A president's mental disorder: Last Friday morning, Donald Trump issued one of his most famous tweets.
Truth to tell, the famous tweet took the form of a pretty good joke:
"I am being investigated for firing the FBI director by the man who told me to fire the FBI director! Witch hunt."
If we assume that Trump was referring to Rod Rosenstein, that can be read as a comedian's fairly good joke. In all honesty, that was the first way it struck us. On a comedy stage, we thought, that's a darn good joke.
That said, a chase is currently underway, a chase after Donald J. Trump. In part for that reason, pundits have widely interpreted that tweet in the following way:
Donald J. Trump was confirming the fact that's he's under investigation! Just like the Washington Post had reported!
(Note: How would Trump know he was under investigation? Have you see one pundit ask?)
Did Trump really intend to confirm the fact that he was under investigation? Aside from the widespread desire to lock him up, we think it's silly to draw that conclusion.
This is Donald J. Trump, after all. Among other things, he seems to be badly disordered. (Plus, he tends to speak in ironic jokes.)
Donald J. Trump seems to be badly disordered. He contradicts himself in much the way other people breathe. He rarely seems to have any idea what he's talking about.
You can't believe a thing he says. He rarely seems to give much though to the ways his statements will be taken.
Trump seems to have a disordered mind. It seems to us that the press corps has been slow to come to terms with the implications of that fact. Consider his alleged confession of motive to Lester Holt last month.
On May 9, Donald J. Trump fired Comey the God. Two days later, he discussed the firing with Holt. The remarks we've highlighted below have been widely cited, in part because they seem to incriminate Trump.
That doesn't mean they're accurate, even though they came from Trump's mouth:
TRUMP (5/11/17): Look, [Comey's] a showboat. He's a grandstander. The FBI has been in turmoil. You know that. I know that. Everybody knows that. You take a look at the FBI a year ago, it was in virtual turmoil—less than a year ago. It hasn't recovered from that.The highlighted statements have been widely quoted, in part because they seem to support the idea that Trump has committed an obstruction of justice.
HOLT: Monday, you met with the Deputy Attorney General Rod Rosenstein. Did you ask for a recommendation?
TRUMP: What I did is— I was going to fire Comey. My decision. It was not—
HOLT: You had made the decision before they came in the room?
TRUMP: I, I— I was going to fire Comey.
TRUMP: Regardless of recommendation, I was going to fire Comey, knowing there was no good time to do it. And in fact, when I decided to just do it, I said to myself, I said, "You know, this Russia thing with Trump and Russia is a made-up story." It's an excuse by the Democrats for having lost an election, that they should have won...
That said, in the rest of his conversation with Holt, Trump made an array of statements about the firing. These statements cut in several different directions. In part, the highlighted statements have been stressed because they serve the aims of the chase.
Why did Trump fire Comey? We can't answer that question, nor are we sure Trump can.
Nor is there any particular reason to believe anything Trump ever says. We can easily imagine that Trump decided to fire Comey for a different reason altogether—because Comey's "a showboat, a grandstander" (see Trump's statement above), as Comey had proven with a statement to a Senate committee six days before he was fired.
Comey was discussing the possible effects of his procedurally irregular attacks against Candidate Clinton last year. In remarks which were widely discussed, the showboating fellow said this about the meaningless cache of emails he discussed in public in late October 2016, helping send Trump to the White House:
COMEY (5/3/17): Look, this is terrible. It makes me mildly nauseous to think that we might have had some impact on the election. But honestly, it wouldn't change the decision.James B. Comey was showboating hard. Is it possible that those grandstanding remarks are what got him fired?

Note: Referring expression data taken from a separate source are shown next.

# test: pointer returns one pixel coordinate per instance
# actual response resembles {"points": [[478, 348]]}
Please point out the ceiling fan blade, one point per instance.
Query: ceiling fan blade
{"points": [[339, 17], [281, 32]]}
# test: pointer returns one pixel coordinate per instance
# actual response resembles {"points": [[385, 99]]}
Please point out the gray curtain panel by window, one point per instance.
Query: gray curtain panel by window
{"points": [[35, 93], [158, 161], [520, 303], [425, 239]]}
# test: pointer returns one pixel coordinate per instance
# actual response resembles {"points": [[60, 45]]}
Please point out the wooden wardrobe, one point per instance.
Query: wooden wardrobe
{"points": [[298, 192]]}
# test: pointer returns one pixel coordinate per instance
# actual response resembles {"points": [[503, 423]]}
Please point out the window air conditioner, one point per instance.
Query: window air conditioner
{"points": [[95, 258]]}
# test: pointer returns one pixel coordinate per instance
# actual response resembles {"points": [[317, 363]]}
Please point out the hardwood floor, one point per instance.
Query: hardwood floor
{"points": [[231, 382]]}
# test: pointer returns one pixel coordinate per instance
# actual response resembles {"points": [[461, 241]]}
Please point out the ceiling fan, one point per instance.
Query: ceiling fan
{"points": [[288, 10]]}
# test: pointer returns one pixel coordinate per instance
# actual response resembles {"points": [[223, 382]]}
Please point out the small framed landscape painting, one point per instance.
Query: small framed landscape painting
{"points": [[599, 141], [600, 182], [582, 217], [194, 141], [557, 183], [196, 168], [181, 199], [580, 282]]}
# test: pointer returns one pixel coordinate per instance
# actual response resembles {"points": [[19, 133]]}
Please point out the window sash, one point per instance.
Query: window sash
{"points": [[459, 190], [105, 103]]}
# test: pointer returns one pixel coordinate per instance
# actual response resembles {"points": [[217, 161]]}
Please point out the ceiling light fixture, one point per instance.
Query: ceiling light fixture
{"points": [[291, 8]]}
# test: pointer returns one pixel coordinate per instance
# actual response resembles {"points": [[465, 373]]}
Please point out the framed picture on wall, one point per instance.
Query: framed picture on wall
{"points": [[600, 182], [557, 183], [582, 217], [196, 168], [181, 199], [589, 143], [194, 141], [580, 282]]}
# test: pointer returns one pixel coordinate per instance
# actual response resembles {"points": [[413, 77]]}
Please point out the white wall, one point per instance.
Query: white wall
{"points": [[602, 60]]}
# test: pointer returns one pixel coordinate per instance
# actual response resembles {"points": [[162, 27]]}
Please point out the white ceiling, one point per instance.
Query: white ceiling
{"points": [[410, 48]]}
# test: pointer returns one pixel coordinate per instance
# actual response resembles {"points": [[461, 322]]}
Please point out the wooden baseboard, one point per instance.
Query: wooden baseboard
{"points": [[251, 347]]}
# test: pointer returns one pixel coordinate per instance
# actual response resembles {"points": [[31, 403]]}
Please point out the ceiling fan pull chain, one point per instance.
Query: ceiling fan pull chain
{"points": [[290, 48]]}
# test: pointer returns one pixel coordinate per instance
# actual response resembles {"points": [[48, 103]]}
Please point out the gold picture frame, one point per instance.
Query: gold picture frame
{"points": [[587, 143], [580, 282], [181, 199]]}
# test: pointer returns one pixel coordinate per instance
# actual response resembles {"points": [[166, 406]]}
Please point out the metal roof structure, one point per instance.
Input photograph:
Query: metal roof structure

Ideally, you were supposed to think that Comey the God meant this by what he said:
I hate the idea that my morally upright work at the FBI might have affected some votes in a White House election.That's what you were supposed to think the great man meant by his statement. Trust us, though—this is what Donald J. Trump thought the great man had said:
It makes me nauseous to think that my conduct helped elect Donald J. Trump!As always, Comey was showboating in service to his desire to be seen as a moral paragon. Given Trump's absurd reactions to matters like this, are you sure it wasn't that widely-cited bit of grandstanding, all by itself, which caused the great man to be fired?
Trump said many things to Holt on May 11. In part because a chase is on, a few of those remarks have been singled out.
That said, Donald J. Trump seems to have a disordered mind. There's no reason to assume that anything he ever says is the actual truth.
We doubt that Trump was trying to confirm a fact with last Friday's tweet. (For one thing, how would he have known?) Nor do we think it's obvious why he fired Comey the God, though it certainly may have been an attempt to undermine the Russia probe, as has been widely asserted.
That said, our sitting president seems to be badly disordered. It seems to us that our somewhat less disordered press corps has been slow to come to terms with the implications of that dangerous fact.